Dark est fondu amoureux de Mel, qui hésite à s’engager. Lucifer, sa meilleure amie l’en dissuade. Heureusement, Dark rencontre Montgomery, un nouveau pote compréhensif. Elvis et sa moto sont d’un viril irrésistible. Alyssa y succombe net. Ducky et son skate-board n’ont aucune chance. Dingbat et son appareil dentaire seraient plus à sa portée. De toute façon, il ferait mieux de s’occuper d’Egg, son adorable soeurette, qui fleurette avec l’une des stars d’Alerte à Malibu. Kriss et Kozy partagent tout et sont les deux meilleures copines du monde… Ils sont tous étudiants, mais leurs études on s’en fout…
Vous l’aurez pigé, Nowhere est gaulé comme un sit-com, une soap-opérette à l’ado-américaine. Il louche tout spécialement sur les Melrose Place et Beverly Hills. Il lorgne vers cette Californie cathodique qui imprime toutes les routines de l’Occidolescent. Mais tombe le rideau et dévoile l’envers du décorum. Ainsi Dark et Montgomery sont attirés l’un vers l’autre. Mel se tape Lucifer, comme tout ce qui lui passe par le corps. Elvis ne prend son pied que ligoté, dominé. Kriss et Krozy sont deux maîtresses Majuscules (S-M, si vous préférez). Le sauveteur de Malibu va sauver Egg de l’innocence virginale… Et si on ne voit jamais personne en cours, c’est que personne n’y fout jamais les panards.
Cinglante satire dans tous les sens, Nowhere est un no man’s land moral, cinglé et survirvoltant. Araki confère à son film un psychédélisme ravageur. Les cadrage, photo, montage, déco pour l’ecsta des yeux. Pour le son : Massive Attack, The Cheminal Brothers, Blur, Nine Inch Nails, Portishead, Radiohead, Marilyn Manson… Un climat d’overdose, de transe sexuelle, de suprême déglingue.

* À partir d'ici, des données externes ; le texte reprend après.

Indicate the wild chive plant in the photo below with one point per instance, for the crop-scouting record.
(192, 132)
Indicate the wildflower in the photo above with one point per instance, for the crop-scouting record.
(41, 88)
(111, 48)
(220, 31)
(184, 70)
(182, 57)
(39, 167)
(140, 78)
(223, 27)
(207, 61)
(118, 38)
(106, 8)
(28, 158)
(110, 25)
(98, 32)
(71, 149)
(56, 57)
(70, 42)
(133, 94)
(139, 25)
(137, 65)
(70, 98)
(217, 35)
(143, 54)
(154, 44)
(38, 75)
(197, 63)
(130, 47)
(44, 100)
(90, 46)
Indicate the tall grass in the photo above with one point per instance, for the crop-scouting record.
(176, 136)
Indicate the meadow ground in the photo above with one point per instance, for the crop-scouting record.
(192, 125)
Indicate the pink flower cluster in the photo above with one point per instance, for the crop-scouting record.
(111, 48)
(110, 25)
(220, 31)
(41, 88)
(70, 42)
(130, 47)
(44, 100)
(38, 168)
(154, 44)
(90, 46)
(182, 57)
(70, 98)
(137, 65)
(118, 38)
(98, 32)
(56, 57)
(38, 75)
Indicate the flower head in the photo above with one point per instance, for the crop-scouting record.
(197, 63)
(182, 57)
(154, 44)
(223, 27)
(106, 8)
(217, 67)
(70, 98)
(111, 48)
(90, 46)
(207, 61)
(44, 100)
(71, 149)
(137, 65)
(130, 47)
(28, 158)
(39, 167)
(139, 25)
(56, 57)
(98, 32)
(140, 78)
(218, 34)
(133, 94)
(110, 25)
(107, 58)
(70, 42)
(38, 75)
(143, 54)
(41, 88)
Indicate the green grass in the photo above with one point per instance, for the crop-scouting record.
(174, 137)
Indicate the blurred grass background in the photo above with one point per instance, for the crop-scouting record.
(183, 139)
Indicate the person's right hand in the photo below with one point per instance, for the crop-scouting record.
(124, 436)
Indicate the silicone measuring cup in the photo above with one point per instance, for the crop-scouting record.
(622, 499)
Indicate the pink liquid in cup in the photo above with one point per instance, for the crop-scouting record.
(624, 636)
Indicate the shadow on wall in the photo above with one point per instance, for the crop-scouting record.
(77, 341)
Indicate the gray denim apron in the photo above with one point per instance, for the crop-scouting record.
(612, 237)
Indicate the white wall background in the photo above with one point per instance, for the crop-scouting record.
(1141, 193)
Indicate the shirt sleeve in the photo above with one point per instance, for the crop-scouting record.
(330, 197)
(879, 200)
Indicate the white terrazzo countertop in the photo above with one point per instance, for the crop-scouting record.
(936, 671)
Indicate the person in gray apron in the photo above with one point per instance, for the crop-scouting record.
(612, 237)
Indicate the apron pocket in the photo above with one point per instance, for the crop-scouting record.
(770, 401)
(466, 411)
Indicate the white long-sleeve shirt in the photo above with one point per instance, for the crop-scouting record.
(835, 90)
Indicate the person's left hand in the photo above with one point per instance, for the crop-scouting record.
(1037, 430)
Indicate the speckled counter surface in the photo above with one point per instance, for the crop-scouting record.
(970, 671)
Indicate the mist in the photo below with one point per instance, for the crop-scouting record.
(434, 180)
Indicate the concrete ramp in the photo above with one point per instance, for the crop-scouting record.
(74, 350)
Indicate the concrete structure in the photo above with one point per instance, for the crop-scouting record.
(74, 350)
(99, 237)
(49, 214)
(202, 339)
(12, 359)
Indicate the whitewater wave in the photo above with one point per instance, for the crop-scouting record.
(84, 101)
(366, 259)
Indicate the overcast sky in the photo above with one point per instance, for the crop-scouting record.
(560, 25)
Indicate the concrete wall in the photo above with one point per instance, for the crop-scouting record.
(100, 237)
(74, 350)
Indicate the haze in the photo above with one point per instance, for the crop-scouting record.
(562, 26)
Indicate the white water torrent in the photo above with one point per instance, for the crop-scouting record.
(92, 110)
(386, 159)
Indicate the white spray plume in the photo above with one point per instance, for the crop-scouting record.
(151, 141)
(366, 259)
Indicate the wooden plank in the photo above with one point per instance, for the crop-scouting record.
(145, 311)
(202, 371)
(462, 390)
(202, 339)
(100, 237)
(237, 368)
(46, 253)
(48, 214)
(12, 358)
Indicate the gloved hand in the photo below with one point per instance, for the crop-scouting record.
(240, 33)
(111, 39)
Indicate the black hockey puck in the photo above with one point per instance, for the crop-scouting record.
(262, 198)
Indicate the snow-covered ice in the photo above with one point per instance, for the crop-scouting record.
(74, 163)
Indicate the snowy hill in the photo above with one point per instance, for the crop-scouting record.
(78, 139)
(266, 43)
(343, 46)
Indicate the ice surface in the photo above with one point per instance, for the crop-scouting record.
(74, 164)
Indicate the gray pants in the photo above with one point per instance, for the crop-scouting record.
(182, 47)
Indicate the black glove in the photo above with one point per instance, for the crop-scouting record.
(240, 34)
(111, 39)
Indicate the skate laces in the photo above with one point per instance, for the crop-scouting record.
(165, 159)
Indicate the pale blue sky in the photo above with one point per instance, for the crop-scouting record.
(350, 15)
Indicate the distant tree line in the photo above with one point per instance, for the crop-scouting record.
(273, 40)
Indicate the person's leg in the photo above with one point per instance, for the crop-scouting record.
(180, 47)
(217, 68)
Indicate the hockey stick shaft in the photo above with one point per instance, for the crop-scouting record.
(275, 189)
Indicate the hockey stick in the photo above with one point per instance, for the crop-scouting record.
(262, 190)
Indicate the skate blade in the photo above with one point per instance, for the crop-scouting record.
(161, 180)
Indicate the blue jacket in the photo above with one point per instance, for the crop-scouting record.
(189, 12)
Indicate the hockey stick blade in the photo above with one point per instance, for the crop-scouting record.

Pourtant l’euphorie hallucinogène a un prix : la gueule de bois. Car chaque biture dissimule sa douleur et ses ténèbres. Nowhere est un rêve réveillé, un cauchemar hilare. Cauchemar beatnik (au sens unique de dégénération ou génération déglinguée) de l’ère post-industrielle et pré-millénarienne, la vision d’Araki est inversement sombrissime à la chaleur de sa peinture. Le personnage crucial, Dark, est un albatros spatio-temporel. Un no where man qui ne sait plus où il en est, s’il l’a jamais su. Moitié ahuri, moitié désespéré par le chaos frénétique qui l’encercle et l’embringue.
Légèrement grave et gravement léger, Araki navigue assez brillamment entre irréel et vérité. Son film est tapageur, distordu, dissonnant, saugrenu, perturbé, incongru, fantasque mais juste. Sûrement cette justesse qu’il manquait à The Doom Generation (son métrage précédent). Le style outrancier et saturant du metteur y tournait à vide. Nowhere parvient à une sorte de dislocation poétique, d’innocence trash, de kitsch subversif ou de punk guimauve ; comme une merde au coeur d’une barbe-à-papa. Une beauté convulsive et paradoxale, dont on regrette seulement qu’elle ne s’engouffre pas plus loin encore dans la percée esthétique et critique.